Oil&Gas Materials 23 August 2007 19:48 (UTC +04:00)

Azerbaijan, Baku / Тrend corr A. Badalova / Foreign experts forecast a consensus on Caspian Sea's status will not be achieved on the Summit of Caspian Sea's Littoral Countries to be held in Teheran on 16 October.

"Adoption of a resolution will take a plenty of time," a British expert, the editor of the Nefte Compass, Michael Ritchie, said on 23 August.

The summit in Teheran will be the second. During the first summit in Ashgabat in April 2002 the Presidents agreed to hold such meetings annually. However, a regularly summit has not been held yet so far. During this period Iran, Azerbaijan, and Turkmenistan changed their presidents.

" Turkmenistan and Iran are not likely to change their positions regarding the status of the Caspian Sea," he said.

Ritchie believes that change of administration in Turkmenistan is a good opportunity to achieve an agreement with other countries, namely Azerbaijan, Russia, and Kazakhstan.

But the process will be very slow," he said.

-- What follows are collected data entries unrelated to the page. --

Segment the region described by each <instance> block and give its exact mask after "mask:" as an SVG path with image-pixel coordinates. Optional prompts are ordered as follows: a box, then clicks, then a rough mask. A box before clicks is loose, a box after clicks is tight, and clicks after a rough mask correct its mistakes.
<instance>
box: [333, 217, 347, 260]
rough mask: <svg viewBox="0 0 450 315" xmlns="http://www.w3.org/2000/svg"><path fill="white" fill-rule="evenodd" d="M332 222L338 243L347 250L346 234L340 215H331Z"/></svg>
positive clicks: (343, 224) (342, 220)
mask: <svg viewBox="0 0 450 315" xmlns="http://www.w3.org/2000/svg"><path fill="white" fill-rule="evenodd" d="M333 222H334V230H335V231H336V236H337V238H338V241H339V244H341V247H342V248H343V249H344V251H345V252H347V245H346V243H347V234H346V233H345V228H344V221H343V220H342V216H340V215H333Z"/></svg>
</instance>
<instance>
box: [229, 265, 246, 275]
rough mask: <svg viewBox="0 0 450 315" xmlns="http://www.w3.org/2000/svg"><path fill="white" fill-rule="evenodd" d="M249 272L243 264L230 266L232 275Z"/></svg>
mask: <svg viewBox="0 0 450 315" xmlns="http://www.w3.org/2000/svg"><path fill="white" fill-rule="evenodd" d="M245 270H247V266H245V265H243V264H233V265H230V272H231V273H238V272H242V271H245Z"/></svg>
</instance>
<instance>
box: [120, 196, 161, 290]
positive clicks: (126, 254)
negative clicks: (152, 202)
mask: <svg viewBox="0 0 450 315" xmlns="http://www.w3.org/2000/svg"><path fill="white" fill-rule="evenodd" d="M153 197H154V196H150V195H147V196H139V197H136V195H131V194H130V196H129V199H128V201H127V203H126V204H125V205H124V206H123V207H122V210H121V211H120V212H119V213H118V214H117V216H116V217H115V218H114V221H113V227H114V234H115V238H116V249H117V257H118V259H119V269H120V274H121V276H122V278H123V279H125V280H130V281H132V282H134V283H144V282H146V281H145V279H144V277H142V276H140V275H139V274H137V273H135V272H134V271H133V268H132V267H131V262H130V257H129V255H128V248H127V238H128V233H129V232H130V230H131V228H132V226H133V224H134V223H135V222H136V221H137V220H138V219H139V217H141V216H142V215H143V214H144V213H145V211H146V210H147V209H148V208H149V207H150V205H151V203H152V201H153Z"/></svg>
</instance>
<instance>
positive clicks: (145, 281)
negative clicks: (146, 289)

Before the USSR collapsed the Caspian Sea's legal status was based on Soviet-Iranian agreements of 1921 and 1940. Now, lack of the parameters of delimitation of oil and gas prospective fields among the littoral countries resulted in the necessity of a new status of the sea based on a consensus among the all five littoral countries ( Azerbaijan, Russia, Turkmenistan, Kazakhstan, and Iran).